Washington. Wenn man versucht, die außenpolitische Denkweise von Präsident Barack Obama auf eine knackige Devise einzudampfen, bietet sich jenes Motto an, das aus den Couloirs des Weißen Hauses nach außen gespielt wird: „Don't do stupid stuff“.

Keinen Blödsinn machen: Obamas Denken und Entscheiden muss man durch das Prisma des Irak-Krieges sehen. Die Beseitigung des Baath-Regimes schuf ein Schwarzes Loch inmitten des Nahen Ostens, aus dem der Islamische Staat ebenso hervorkroch, wie die regionale Konkurrenz zwischen dem sunnitischen Saudiarabien und dem schiitischen Iran sich in einer Folge von Stellvertreterkriegen verschärfte, im Irak selbst ebenso wie im Jemen und nebenan in Syrien.

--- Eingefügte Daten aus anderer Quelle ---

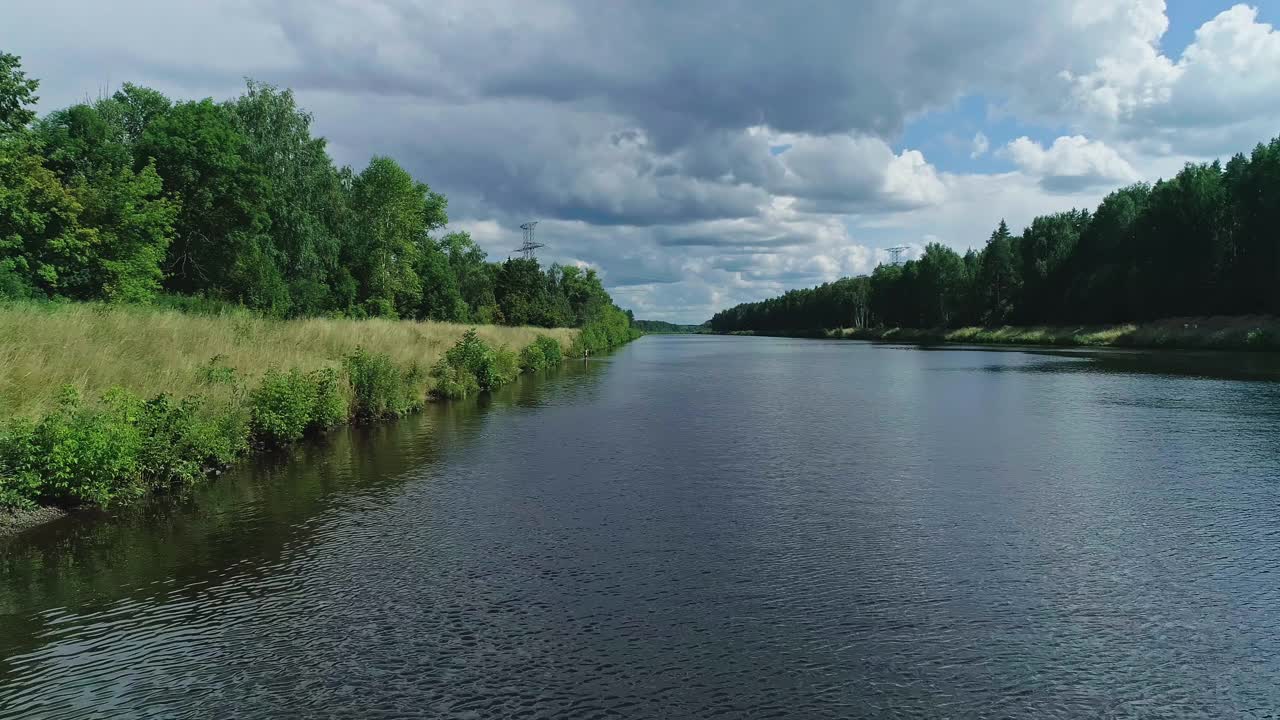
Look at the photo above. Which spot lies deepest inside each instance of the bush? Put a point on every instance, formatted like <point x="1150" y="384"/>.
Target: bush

Versprengte Terroristen der al-Qaida im Irak bilden, gemeinsam mit Offizieren aus Saddam Husseins Militärgeheimdiensten, den Kern des Islamischen Staates.

Folgenschwere Irrtümer

Der Irak-Krieg hat das ohnehin fragile Gleichgewicht im Nahen Osten erschüttert, doch er hat auch die Vereinigten Staaten traumatisiert. „Der Irak-Krieg hat viele in meiner Generation gelehrt, dass Demokratie ein hohles, scheinheiliges Ideal ist, und dass die amerikanische Macht eine Kraft für das Böse ist“, hielt der „Economist“- und Bloomberg-Kommentator Noah Smith dieser Tage fest.

Alles, nur ja kein zweites Irak: So sah Obama das syrische Menschenschlachten, das im Jahr 2011 mit ein paar Buben begann, die in der Stadt Daraa regimekritische Graffiti an Häuserwände sprühten und dafür von Bashar al-Assads Häschern gefoltert wurden, und 400.000 Tote später kein Anzeichen für eine Ende erkennen lässt.

Doch im Versuch, die Gewalt in Syrien nicht durch hastiges Eingreifen zu verschärfen, begingen Obama und seine Berater immer wieder schwere Fehler, die genau das Gegenteil der erhofften Deeskalation brachten. Das begann am 18. August 2011 mit Obamas erster offizieller Stellungnahme zu dem Konflikt. „Die Vereinigten Staaten sind vom Streben des syrischen Volkes nach einem friedlichen Übergang zur Demokratie inspiriert“, hob Obama an. „Um des syrischen Volkes willen ist die Zeit für Präsident Assad gekommen, um abzutreten.“

Für Assad und seine alewitische Minderheit musste das wie eine existenzielle Drohung klingen. Schon zuvor hatte Assad inhaftierte Jihadisten (darunter besagte Kämpfer der irakischen al-Qaida) und andere Schwerkriminelle freigelassen, um die aufmüpfigen Bürger zu peinigen. Doch zugleich waren die Worte des Präsidenten für Assad beruhigend. Washington werde nicht intervenieren, der Regimewandel sei allein Sache der Syrer, betonte Obama.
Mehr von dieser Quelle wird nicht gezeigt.